Le mois du patrimoine écrit 1996
six catalogues
Les richesses du patrimoine écrit paraissent décidément inépuisables. Depuis 1990, chaque automne, de nouvelles facettes des collections anciennes, rares et précieuses conservées dans les bibliothèques de province sont révélées au public. Après avoir traité, entre autres thèmes, des sciences et des techniques, des arts ou encore de l'actualité, les manifestations mises sur pied dans le cadre du Mois du patrimoine écrit se voulaient, en 1996, autant d' « invitations au voyage ».

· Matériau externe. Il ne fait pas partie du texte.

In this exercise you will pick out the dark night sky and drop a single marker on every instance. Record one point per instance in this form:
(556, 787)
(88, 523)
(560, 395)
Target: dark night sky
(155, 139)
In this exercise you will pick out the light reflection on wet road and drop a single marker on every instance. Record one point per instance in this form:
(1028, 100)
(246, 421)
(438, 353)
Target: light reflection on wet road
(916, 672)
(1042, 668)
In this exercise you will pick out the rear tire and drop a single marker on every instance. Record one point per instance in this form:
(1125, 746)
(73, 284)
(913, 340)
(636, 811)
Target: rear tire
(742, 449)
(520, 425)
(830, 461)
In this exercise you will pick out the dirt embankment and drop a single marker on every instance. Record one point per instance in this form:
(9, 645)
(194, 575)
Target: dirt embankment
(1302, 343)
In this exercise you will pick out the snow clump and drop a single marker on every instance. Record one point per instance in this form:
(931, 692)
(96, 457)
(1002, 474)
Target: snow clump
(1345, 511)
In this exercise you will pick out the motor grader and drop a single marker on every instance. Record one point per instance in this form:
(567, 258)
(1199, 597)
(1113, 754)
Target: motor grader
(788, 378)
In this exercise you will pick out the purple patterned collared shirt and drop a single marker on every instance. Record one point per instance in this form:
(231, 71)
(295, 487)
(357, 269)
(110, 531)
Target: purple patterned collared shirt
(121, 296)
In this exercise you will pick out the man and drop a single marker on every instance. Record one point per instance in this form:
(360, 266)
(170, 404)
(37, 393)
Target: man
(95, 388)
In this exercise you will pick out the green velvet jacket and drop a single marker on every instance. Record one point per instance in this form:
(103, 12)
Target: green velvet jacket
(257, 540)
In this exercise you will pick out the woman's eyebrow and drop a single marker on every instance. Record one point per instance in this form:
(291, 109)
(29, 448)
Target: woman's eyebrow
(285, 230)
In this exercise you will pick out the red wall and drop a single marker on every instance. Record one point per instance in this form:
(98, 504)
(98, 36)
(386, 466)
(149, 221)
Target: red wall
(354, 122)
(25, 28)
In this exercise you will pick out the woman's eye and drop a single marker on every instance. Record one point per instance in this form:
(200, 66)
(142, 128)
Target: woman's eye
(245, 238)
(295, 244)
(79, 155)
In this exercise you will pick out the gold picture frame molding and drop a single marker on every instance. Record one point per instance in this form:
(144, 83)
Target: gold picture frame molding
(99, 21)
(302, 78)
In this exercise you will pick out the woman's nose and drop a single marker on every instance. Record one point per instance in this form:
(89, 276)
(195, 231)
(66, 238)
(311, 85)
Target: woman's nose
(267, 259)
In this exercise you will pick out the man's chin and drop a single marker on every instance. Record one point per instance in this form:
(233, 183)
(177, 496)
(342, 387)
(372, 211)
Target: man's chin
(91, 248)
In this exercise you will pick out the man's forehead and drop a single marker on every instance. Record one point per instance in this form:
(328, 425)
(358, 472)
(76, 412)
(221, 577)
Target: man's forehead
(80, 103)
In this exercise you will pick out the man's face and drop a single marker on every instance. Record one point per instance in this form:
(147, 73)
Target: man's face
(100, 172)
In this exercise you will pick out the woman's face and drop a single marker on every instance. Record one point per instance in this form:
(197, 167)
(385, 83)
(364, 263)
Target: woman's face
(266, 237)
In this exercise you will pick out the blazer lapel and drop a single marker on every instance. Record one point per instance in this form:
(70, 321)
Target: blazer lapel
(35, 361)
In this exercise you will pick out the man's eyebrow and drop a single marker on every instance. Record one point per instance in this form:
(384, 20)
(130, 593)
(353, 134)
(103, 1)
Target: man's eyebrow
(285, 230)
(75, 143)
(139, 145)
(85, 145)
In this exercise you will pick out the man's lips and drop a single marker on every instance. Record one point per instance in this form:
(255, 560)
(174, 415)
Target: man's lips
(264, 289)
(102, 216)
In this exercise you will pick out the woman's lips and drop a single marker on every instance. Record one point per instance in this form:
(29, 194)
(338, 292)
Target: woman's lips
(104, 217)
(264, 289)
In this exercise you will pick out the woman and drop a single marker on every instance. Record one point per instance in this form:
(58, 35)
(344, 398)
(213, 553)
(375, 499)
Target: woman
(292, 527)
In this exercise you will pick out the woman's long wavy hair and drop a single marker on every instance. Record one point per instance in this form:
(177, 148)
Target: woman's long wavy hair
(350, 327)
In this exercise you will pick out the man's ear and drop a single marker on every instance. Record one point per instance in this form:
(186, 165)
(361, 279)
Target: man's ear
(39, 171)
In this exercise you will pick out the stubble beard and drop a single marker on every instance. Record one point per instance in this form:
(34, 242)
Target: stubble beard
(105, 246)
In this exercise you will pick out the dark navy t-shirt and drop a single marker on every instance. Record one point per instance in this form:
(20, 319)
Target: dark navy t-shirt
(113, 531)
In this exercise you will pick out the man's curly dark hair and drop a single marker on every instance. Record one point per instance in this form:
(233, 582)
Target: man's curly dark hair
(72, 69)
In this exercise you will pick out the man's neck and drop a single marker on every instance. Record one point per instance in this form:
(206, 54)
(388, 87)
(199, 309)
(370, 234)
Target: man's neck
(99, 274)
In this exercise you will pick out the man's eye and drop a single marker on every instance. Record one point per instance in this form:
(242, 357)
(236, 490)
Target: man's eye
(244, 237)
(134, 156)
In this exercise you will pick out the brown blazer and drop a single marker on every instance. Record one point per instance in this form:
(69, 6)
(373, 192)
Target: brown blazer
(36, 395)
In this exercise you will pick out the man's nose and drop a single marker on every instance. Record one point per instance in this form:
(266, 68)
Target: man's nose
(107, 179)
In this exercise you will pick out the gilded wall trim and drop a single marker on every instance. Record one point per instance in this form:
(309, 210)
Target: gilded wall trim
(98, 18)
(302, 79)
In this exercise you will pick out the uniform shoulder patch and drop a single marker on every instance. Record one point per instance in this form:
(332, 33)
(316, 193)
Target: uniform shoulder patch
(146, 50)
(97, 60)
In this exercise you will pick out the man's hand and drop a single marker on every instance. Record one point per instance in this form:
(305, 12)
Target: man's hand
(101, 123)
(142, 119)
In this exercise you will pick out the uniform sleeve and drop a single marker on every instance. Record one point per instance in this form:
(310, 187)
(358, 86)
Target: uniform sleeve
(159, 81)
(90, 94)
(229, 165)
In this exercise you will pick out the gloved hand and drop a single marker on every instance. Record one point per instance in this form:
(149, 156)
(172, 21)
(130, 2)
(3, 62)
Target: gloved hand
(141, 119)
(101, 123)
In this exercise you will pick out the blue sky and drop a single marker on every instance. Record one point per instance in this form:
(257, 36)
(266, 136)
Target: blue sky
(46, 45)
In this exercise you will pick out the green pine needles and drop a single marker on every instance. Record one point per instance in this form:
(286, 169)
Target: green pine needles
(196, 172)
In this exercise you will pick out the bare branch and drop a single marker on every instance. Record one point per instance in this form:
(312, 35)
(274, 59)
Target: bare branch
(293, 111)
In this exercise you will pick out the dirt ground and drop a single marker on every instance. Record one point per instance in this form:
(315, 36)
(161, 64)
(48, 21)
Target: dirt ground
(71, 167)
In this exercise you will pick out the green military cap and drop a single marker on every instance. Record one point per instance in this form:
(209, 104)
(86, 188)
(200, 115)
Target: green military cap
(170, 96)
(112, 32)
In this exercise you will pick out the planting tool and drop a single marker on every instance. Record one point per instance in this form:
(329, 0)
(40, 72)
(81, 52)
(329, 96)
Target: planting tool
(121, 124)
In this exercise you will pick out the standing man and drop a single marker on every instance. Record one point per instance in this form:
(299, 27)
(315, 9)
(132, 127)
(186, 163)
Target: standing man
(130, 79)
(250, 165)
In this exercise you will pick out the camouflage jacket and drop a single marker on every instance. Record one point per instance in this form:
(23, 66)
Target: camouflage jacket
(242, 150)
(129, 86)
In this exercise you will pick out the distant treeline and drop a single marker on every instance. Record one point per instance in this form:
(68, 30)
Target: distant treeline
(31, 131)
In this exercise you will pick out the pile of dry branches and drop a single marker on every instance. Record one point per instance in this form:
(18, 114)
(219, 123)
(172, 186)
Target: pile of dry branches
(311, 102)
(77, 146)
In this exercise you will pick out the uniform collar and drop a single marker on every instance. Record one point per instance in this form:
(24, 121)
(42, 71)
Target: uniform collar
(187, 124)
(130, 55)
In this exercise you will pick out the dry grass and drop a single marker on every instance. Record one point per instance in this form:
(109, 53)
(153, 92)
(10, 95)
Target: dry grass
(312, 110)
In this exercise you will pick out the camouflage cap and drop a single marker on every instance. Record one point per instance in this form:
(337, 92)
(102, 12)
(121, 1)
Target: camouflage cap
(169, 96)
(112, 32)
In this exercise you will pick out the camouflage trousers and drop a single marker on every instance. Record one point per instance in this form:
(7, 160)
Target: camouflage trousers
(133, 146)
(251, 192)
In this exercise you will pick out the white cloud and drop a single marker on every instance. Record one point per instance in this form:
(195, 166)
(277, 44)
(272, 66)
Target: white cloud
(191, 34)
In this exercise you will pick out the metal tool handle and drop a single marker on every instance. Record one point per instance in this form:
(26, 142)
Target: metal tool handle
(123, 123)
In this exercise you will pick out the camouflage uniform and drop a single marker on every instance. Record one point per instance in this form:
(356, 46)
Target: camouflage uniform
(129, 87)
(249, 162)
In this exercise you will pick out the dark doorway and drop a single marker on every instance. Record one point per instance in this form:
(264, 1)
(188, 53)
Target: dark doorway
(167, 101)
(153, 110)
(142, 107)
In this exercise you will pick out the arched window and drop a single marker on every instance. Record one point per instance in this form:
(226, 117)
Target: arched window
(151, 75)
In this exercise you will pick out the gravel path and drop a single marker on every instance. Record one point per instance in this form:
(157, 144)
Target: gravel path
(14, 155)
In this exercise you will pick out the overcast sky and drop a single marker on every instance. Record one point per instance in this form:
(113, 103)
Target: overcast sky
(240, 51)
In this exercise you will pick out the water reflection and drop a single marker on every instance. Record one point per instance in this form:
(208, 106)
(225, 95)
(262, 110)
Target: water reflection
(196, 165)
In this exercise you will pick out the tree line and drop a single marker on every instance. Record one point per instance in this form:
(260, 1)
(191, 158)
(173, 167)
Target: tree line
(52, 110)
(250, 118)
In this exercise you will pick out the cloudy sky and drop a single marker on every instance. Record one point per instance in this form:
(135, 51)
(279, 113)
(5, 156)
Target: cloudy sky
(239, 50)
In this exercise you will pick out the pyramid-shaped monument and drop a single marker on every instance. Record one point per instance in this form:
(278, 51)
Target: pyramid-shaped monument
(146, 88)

Six expositions bénéficièrent du soutien éditorial apporté par la Direction du livre et de la lecture et la Fédération française de coopération entre bibliothèques, dont la collection « (Re)découvertes » compte à présent trente-quatre fascicules. Tous les projets retenus, à l'exception d'un seul, s'organisaient autour d'une collection particulière entrée dans celles de l'État ou des villes qui en ont la garde, mettant ainsi en évidence le rôle de premier plan joué, aux XVIIIe et XIXe siècles, par les grands bibliophiles.
Une société mobile
Pour la première fois, au nombre des institutions « élues » figurait un établissement parisien, et non des moindres. La bibliothèque Mazarine proposait en effet une évocation des Voyages et voyageurs à l'époque de la Renaissance, à travers quelque cent vingt documents, « du Moyen Age finissant à l'aube du XVIIe siècle ». Il s'agissait, selon Christian Péligry, « de suggérer les aspirations, les appétits, les inquiétudes, voire les phantasmes d'une société extrêmement mobile », dont les membres, et particulièrement son élite, « n'ont cessé de sillonner les routes terrestres et les voies océanes ».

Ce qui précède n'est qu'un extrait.